To build that framework, Lombardo credits producer Greg Fidelman with bringing out his best. “We’d bounce things off of each other: ‘Hey, I have five or six drum beats. Which one do you think is the one that delivers the most for the guitar riff?’ I did so many takes, but he went, ‘Come on, give me another one.’” Not that Lombardo needed anyone to push him. “There were times when I wasn’t satisfied and he would be, ‘No, dude — you got it.’ I go, ‘Are you sure?’”
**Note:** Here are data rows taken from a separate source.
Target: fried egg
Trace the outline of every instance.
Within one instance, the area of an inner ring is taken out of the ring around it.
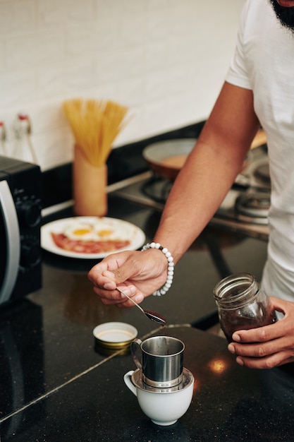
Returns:
[[[75,241],[97,240],[97,235],[92,225],[76,220],[66,225],[63,234],[70,239]]]
[[[127,222],[97,218],[92,223],[73,220],[65,226],[63,233],[73,241],[128,241],[134,229]]]
[[[97,220],[94,229],[99,241],[128,241],[133,234],[132,225],[127,223],[111,223],[103,218]]]

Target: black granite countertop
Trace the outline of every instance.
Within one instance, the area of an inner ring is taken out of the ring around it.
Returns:
[[[138,225],[149,241],[159,214],[113,195],[109,216]],[[293,440],[289,374],[240,367],[223,338],[190,326],[213,316],[221,277],[247,271],[259,280],[266,251],[265,241],[205,230],[177,265],[169,293],[142,304],[168,318],[164,330],[136,308],[104,306],[87,277],[94,261],[44,252],[42,289],[0,311],[1,441]],[[166,333],[184,341],[196,387],[174,426],[152,424],[124,385],[135,369],[130,354],[95,349],[94,328],[114,321],[135,325],[141,338]]]

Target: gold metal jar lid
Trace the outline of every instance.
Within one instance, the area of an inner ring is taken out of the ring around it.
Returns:
[[[123,322],[106,322],[93,330],[95,344],[109,350],[121,350],[128,347],[137,337],[137,330]]]

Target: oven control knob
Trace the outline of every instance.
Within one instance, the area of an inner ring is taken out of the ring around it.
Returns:
[[[41,250],[36,242],[27,241],[21,244],[20,266],[31,268],[37,265],[41,259]]]
[[[41,220],[41,208],[34,201],[23,201],[17,207],[20,223],[28,227],[34,227]]]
Then there was that always frustrating experience of letting fly a brilliant lick, only to lose it to the ether. “It was a lot of ‘Do that again!’ It’s like, ‘What did I do?’ Sometimes I get so deep into the performing zone that I really don’t know what’s going on outside of me. It’s very odd, but it’s way cool.”

More important than dispensing advice or playing the role of enabler was the fact that Fidelman instinctively grasped the Slayer sound. Rather than heading into the glass booth right off the bat, he hung around the band’s practice space in the early stages of the writing process to soak up the vibe. “He sat at rehearsal with us, like, every day, and recorded us, and we went home with the CD. So he was able to hear us in a small tiny room and know what this band was really about, how we express our energy with our instruments. I was like, ‘Wow, this is a punk band almost.’”
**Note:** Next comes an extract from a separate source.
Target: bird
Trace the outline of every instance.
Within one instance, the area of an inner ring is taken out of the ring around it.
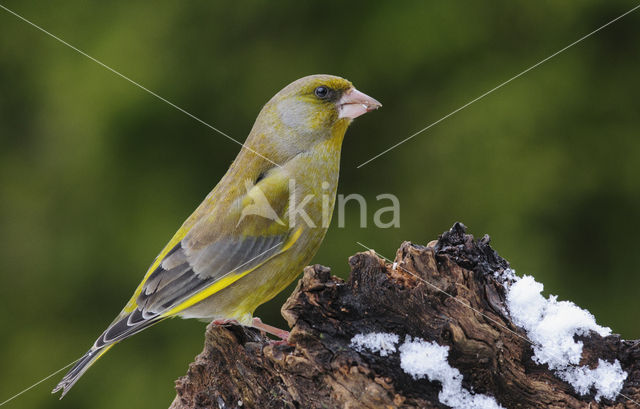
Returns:
[[[52,393],[60,399],[120,341],[171,317],[237,323],[287,341],[253,317],[300,274],[327,232],[345,132],[382,105],[333,75],[284,87],[238,156],[155,258],[131,299]]]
Word on the street is that World Painted Blood is the band’s best record since ’80s hallmarks Seasons In The Abyss and Reign In Blood. The verdict is still out on that one, but Lombardo knows for sure that his drumming isn’t what it was in those days. “It’s better,” he says. “I can listen to it over and over again, where before I would never really be able to listen to a Slayer record.”

Dave Lombardo’s Thirst For Speed
Slayer began as a heavy metal cover band in the early ’80s that quickly adopted the velocity and fury of punk, as well as lyrics with violent and satanic imagery, and alongside peers like Metallica and Anthrax helped establish thrash metal as a viable subgenre. It’s been nearly three decades since the band’s inception, and drummer Dave Lombardo and his bandmates still haven’t slowed down. Here are a couple of prime cuts off their most recent release, World Painted Blood.

“Snuff”
In this snippet we see the speedy fill Lombardo uses to transition from the intro to the verse. The song begins with a quick thrash/blastbeat played on his crash cymbal. Lombardo plays a rapid combination of accented sixteenth- and eighth-notes to set up the next section. If a blastbeat is just a fast punk beat, and a punk beat is just a sped up polka, does that mean speed metal drummers should wear lederhosen and felt hats? Personal preference, I suppose.

“Not Of This God”
Here’s another scorcher. Lombardo begins with fast sixteenths on his hi-hat before tearing into another fast up-tempo thrash beat for the verse. If you haven’t seen multiple repeat endings notated before (fourth line), this means that each time you repeat the verse you play a different ending. Next, Lombardo changes the feel by switching to a slamming downbeat double bass blastbeat for the last line of the transcription.

Not Of This God music notes

“Beauty Through Order”
This track shows a slower and moodier rhythmic side of Lombardo. The intro uses cymbal crashes, crescendo cymbal rolls, and tom fills played over his bass drum to set the dramatic and dark tone of this track. The verse has a half-time feel with a slow groove that Lombardo makes funkier by displacing the snare hits in the fourth bar of line four, and a tasty triplet snare fill seen in the last line.